Onder leiding van de mensen van organisator Dorpsbelangen, met als dagvoorzitter Gerard Leenders waren alle aanwezigen dat het voor een betrekkelijk kleine gemeenschap van levensbelang is om samen de leefbaarheid te vergroten. Of dat nu het onderwerp van behoud en zo mogelijk uitbreiding van middenstandsbedrijven betreft, het samen organiseren van sportieve of culturele evenementen blijft om het even. Om het dorp leefbaar te houden is actie nodig. Niet alleen maar commerciële actie en ook niet enkel evenementen voor het leuk, nee actie in de volle breedte van de samenleving.
Om dat verder uit te diepen zullen de ondernemers aanschuiven bij een volgende BOTS met vertegenwoordigers van alle verenigingen, om samen te proberen tot actieplannen te komen.
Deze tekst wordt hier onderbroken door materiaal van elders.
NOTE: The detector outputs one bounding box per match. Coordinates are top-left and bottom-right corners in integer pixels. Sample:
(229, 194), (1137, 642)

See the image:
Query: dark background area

Vooruitlopend daarop stelden de ondernemers unaniem dat het zorgelijk is dat er momenteel door verschillende oorzaken zoveel (grote) bedrijfspanden leeg staan. De indruk is ontstaan dat ambtenaren en politici van de gemeente Voorst op zijn zachtst gezegd zich niet erg inspannen voor herbestemmingen van bedrijfspanden. De indruk ontstaat steeds meer dat de gemeente bij creatief meedenken over bedrijfsvestigingen of herbestemmingen vooral aan de eigen belangen denkt, bijvoorbeeld het vestigen van bedrijven in Twello in plaats van in de dorpen. Dat daarmee de leefbaarheid in die dorpen onder druk komt te staan blijken nogal wat mensen uit voorgaande beroepsgroepen zich niet te realiseren.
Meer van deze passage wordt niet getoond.